Breakfast - A big bowl of low cal fruit with fat free yougurt
Or spinach and mushroom with poached egg on 1 slice toast
Lunch - 3 ryvita & 2 scrambled eggs no butter
Or
Ham salad (no cheese, potato, chickpeas etc) with dressing of no fat yog, tiny bit of mustard and lemon juice
Or
Baked potato with salt and pepper, no butter but coleslaw made with grated carrot and cabbage & a table spoon of lighter than light mayo or FF yog.
Snacks - 1/2 grapefruit or veggie sticks or 2% fat turkey mince meat balls or cucumber salad with a soy sauce, garlic and chilli flake dressing or frozen grapes
Dinner - grilled/air fried seasoned chicken breast/white fish/pork medallion with steamed/boiled veg.
Or
Half small pack 2% fat turkey mince fried without fat with chopped peppers, mushroom, onion, chilli and garlic served in lettuce cups
Or
Seasoned roasted cauliflower steaks topped with 2 slices of crispy bacon
You’ll be hard pushed to go beyond too many calories if you stick with that sort of thing and water or zero cal drinks.

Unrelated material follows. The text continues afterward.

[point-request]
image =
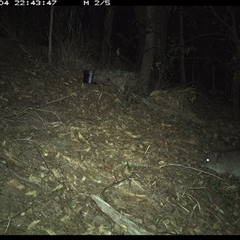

On goingly you need protein to feel full but for a crash diet that’s just about dropping pounds for the very short term just use the lowest calorie things to fill up. So piles of homemade coleslaw on a small potato, small chicken breast with tons of green beans. If you feel too hungry add half a baked potato or 1 cup cooked pasta and avoid fats and oils.